Google Gemini 3.5 Flash official launch image from Google's blog

Google launches Gemini 3.5 Flash as its new default model for AI Mode and the Gemini app

Google has launched Gemini 3.5 Flash, positioning it as its strongest Flash-series model yet for agentic workflows and coding. The release landed during Google I/O and quickly picked up momentum on X, where Google’s official account highlighted the model’s speed, coding focus, and immediate availability across several products.

According to Google’s official blog post, Gemini 3.5 Flash is the first release in the new Gemini 3.5 family. Google says the model is designed for complex, long-horizon agentic tasks, with benchmark gains over Gemini 3.1 Pro in areas such as coding, tool use, multimodal understanding, and enterprise-style workflows. Google also says Gemini 3.5 Flash can deliver output at roughly four times the speed of comparable frontier models, while becoming the default model in the Gemini app and AI Mode in Search.

Google’s own product pages add more detail to that launch framing. On the DeepMind model page for Gemini 3.5 Flash, Google describes the model as best suited for frontier performance across agents and coding, with support for a 1 million token context window, function calling, structured output, search as a tool, and code execution. The company also lists the model as available through the Gemini app, Gemini API, Google AI Studio, Google Antigravity, Android Studio, Gemini Enterprise, and Google AI Mode.

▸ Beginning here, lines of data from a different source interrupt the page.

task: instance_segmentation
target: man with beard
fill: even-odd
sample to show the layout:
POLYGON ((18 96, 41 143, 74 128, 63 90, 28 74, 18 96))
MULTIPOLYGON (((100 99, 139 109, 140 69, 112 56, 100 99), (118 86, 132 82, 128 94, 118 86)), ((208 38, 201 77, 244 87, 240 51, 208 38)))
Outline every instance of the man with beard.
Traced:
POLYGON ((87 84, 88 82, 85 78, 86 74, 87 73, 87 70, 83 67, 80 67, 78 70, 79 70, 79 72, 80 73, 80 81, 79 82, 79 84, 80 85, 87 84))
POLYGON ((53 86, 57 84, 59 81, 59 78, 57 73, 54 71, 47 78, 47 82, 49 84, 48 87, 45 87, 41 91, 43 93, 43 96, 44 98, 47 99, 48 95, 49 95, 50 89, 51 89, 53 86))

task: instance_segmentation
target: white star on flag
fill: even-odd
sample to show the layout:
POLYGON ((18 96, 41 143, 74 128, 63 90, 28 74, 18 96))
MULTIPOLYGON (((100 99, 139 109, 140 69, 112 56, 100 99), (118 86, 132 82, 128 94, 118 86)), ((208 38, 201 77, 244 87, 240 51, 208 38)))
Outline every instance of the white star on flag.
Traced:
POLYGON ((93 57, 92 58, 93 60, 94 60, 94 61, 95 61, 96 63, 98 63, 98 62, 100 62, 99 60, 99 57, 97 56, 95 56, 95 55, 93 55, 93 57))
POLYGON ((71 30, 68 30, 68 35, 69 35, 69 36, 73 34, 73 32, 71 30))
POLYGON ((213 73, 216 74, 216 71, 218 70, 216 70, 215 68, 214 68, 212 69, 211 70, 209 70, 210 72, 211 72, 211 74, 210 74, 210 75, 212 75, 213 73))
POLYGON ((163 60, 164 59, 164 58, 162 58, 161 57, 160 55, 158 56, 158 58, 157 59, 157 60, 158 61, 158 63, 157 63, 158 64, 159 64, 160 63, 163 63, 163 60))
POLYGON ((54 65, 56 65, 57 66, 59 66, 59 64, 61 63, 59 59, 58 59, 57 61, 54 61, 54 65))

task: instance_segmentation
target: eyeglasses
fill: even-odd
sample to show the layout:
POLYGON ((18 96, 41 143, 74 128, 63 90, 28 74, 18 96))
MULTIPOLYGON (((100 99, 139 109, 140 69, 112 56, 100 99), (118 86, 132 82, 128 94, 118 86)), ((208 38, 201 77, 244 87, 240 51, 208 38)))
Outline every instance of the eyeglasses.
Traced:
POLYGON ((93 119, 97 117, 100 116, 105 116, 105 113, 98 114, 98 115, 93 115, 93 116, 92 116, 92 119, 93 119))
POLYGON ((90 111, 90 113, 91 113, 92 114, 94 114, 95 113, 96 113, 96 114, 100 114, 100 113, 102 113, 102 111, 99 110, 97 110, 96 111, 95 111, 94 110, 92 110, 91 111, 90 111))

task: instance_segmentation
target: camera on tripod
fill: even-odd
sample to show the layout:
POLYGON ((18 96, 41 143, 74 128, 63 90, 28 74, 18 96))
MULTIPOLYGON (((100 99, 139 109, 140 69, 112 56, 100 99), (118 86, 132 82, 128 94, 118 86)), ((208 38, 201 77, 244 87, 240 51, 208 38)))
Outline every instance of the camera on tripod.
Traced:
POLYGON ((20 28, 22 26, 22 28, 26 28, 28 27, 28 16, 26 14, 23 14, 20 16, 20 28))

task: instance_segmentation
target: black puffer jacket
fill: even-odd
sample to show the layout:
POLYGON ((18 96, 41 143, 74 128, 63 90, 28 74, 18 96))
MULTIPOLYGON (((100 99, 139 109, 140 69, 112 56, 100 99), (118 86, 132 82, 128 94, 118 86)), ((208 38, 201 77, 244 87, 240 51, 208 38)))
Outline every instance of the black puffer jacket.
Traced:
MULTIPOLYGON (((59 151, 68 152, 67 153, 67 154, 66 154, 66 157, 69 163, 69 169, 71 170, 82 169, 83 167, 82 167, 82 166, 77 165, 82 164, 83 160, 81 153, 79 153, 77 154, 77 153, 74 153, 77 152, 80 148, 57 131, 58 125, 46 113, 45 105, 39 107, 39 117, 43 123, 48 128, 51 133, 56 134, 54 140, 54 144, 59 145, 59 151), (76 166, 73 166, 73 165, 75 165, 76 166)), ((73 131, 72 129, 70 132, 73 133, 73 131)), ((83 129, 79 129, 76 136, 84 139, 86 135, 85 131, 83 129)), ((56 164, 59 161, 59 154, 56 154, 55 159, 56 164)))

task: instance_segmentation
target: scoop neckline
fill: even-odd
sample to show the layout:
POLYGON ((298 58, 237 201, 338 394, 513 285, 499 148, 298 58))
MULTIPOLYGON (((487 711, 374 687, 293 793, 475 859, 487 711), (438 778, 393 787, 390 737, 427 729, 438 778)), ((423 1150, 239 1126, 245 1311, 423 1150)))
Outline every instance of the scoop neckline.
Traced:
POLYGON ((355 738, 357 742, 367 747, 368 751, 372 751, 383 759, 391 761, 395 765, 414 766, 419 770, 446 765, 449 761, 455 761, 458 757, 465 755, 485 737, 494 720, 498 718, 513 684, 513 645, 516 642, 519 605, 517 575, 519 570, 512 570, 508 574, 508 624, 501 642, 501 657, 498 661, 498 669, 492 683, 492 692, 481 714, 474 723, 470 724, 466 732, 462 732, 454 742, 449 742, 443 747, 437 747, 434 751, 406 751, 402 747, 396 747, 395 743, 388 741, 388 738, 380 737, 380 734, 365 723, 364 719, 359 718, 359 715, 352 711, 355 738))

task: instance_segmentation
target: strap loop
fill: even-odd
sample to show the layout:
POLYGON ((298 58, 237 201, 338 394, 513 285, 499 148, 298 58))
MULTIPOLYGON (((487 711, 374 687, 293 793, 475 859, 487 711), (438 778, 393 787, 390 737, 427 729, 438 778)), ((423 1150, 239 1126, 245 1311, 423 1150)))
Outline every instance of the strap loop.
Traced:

The story is trending on X for a simple reason: it is not just another benchmark announcement. Google is tying Gemini 3.5 Flash to actual product defaults and developer surfaces at the same time. The official @Google posts around the launch stressed that the model is now live globally in the Gemini app and AI Mode, while additional posts from Google AI Studio focused on its 1 million token context window, 65k output limit, and developer tooling support. That combination makes the release feel more concrete than a typical model teaser, and it has also triggered comparisons from developers and AI analysts on X around latency, coding quality, and price-performance.

For developers and product teams, the launch matters because Google is trying to collapse the gap between a consumer-facing assistant model and a production-ready developer model. If the company’s claims hold up in real workloads, Gemini 3.5 Flash could become one of the more practical options for teams building agentic coding tools, multimodal workflows, and long-context assistants without paying flagship-model latency costs. The fact that Google is also making it the default in end-user products suggests it wants one model line to power both experimentation and mass-market usage.

What remains unclear is how Gemini 3.5 Flash will perform outside Google’s own benchmark framing, especially against the newest coding-focused models from OpenAI, Anthropic, and GitHub’s broader Copilot stack. Google has also said Gemini 3.5 Pro is coming next month, which could change how developers evaluate Flash as a long-term default. Pricing, rate-limit behavior at scale, and how much of the agentic experience depends on Google Antigravity versus the raw API are the details many builders will still want to test for themselves.